Here is our best guess about how the Power9 big iron boxes might stack up against their predecessors:
We are guessing that IBM is going to launch the Fleetwood systems in May, which is the tail end of the launch cycle and which is almost four years since the top end of the line was refreshed with the Power8 chips; we are not counting the tweaks with the Power E880C that came out in September 2016 as an upgrade since the processors did not change at all. It was just a packaging and pricing change with a doubling of main memory capacity.
The Power9 architecture supports up to 8 TB of memory per socket, or 128 TB across a machine with 16 sockets, but we do not believe that IBM will deliver this in the production Power E980 system, but rather will keep half the maximum capacity in reserve for those customers who need extra on a special bid basis. (This happens a lot with the Power Systems line.) So the Power E980 system will probably top out at 64 TB, which is twice that of the Power E880 it replaces and on par with the UV 300 systems from Hewlett Packard Enterprise (formerly SGI), which scale up to 64 sockets and 64 TB of main memory. With memory prices so high right now, no one is going to be shelling out for 128 TB of DRAM, unless they have damned near unlimited budgets.

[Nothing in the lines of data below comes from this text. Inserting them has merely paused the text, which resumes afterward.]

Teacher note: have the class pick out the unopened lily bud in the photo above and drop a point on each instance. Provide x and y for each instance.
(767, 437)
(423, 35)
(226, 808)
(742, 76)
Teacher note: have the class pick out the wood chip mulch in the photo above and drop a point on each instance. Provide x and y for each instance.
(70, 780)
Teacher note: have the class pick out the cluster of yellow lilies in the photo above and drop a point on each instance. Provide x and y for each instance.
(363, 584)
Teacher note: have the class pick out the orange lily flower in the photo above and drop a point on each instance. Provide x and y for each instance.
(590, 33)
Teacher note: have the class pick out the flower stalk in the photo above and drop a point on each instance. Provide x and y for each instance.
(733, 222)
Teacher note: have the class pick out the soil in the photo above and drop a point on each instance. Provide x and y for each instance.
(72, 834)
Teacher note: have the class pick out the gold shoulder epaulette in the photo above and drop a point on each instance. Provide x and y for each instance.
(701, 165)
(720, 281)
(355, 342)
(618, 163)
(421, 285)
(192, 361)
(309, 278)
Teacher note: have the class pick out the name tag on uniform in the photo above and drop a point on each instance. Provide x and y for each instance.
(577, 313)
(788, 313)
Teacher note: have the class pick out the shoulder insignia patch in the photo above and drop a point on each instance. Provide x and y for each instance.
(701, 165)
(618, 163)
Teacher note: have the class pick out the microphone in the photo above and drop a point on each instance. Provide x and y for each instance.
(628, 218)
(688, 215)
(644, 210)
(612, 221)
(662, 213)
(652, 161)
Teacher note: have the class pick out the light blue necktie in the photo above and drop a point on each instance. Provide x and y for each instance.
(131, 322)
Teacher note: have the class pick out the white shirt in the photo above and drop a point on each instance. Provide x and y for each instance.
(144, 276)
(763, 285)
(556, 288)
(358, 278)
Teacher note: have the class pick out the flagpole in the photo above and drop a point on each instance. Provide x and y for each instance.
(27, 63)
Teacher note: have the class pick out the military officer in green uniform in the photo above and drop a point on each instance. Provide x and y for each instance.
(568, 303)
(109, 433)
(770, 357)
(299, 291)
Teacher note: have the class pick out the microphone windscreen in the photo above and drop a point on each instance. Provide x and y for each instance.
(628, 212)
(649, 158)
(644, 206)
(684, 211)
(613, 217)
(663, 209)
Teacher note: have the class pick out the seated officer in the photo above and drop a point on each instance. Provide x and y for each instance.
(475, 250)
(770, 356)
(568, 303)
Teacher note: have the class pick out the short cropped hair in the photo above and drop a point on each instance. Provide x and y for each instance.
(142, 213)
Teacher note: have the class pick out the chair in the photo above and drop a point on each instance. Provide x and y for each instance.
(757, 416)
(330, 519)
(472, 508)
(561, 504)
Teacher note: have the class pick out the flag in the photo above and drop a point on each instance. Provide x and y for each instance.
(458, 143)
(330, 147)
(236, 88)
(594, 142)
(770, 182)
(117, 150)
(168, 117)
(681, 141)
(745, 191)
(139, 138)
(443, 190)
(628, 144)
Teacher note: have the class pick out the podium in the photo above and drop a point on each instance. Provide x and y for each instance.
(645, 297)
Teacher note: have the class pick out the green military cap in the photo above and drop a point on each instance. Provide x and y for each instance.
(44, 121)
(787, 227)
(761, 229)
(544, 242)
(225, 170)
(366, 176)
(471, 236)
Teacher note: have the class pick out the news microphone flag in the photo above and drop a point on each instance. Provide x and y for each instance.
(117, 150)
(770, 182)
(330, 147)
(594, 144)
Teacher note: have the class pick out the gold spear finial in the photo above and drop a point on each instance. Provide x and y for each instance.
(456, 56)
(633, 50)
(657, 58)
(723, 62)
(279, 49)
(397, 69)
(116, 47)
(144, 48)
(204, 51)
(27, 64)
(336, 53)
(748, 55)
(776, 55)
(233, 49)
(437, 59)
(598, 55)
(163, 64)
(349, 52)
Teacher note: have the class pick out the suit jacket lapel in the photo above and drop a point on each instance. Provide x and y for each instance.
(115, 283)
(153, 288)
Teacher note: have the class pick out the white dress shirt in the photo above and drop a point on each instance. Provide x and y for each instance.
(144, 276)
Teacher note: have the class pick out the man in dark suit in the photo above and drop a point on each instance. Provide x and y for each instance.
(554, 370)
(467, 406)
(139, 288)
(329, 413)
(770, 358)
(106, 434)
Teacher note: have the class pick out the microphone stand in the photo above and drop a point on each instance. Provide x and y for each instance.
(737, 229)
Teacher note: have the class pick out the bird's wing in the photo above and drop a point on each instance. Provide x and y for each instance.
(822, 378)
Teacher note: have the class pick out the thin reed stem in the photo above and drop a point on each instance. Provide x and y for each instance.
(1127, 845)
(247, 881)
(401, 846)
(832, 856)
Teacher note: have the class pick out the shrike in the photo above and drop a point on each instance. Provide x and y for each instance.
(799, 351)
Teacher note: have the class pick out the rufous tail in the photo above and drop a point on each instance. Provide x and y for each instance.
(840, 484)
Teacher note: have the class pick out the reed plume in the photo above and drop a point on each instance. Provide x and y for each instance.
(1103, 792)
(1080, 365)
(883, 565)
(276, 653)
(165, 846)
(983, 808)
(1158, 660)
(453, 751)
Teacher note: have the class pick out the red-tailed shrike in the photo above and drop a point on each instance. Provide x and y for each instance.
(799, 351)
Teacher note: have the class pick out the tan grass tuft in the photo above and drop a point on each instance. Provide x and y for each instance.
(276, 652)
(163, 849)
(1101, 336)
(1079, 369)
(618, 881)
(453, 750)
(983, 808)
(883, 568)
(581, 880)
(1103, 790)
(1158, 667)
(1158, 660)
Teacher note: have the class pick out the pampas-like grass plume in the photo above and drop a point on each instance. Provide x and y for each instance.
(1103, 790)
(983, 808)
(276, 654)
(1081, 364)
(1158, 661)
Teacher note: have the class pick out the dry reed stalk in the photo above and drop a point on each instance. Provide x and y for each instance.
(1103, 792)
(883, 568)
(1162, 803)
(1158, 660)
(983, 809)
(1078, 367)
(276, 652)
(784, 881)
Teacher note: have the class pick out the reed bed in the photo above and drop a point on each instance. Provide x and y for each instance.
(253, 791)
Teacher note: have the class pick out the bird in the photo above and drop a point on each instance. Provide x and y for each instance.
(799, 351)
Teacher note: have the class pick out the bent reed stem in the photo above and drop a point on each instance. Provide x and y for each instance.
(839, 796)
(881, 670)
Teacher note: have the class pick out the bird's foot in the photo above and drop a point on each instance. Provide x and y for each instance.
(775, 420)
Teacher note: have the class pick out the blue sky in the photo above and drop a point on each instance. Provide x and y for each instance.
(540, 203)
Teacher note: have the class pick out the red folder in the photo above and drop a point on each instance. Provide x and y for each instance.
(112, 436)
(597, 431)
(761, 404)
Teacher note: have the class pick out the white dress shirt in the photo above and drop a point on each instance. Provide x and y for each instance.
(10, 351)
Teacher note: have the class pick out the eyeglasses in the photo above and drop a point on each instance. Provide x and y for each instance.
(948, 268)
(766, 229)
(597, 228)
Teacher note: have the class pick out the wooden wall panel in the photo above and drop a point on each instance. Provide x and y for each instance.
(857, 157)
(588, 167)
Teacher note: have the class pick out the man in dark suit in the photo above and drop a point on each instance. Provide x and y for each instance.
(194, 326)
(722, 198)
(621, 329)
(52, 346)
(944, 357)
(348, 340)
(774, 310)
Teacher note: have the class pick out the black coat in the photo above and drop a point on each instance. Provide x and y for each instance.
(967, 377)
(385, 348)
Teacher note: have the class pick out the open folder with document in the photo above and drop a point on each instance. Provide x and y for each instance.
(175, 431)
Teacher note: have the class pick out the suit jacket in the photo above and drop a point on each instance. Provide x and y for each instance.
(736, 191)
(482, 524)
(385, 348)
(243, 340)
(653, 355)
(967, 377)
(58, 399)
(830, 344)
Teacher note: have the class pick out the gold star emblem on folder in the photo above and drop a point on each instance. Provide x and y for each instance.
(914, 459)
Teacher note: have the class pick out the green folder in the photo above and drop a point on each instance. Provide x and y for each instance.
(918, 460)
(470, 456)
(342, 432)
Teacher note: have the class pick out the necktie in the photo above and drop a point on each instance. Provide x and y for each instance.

In the table above, we are guessing about how the I/O will be configured in the Fleetwood system. With more compute and memory capacity, it is reasonable to expect an increase in I/O capacity, too. IBM is first out if the chute with PCI-Express 4.0 slots, and these will be particularly important for flash storage sporting the NVM-Express protocol, which substantially boosts I/O rates and lowers latency on flash and other non-volatile media when it becomes available. We expect for IBM to have NVM-Express slots in all of the Power9 systems, including the Fleetwood machines. The PCI-Express 4.0 protocol uses 16 Gb/sec signaling, double that of the PCI-Express 3.0 protocol used in several prior generations of Power Systems machines and, incidentally, matching the SMP X bus speed that is used to link processor sockets on a single Power9 motherboard.
We will see how well these Fleetwood rumors and our guesses pan out.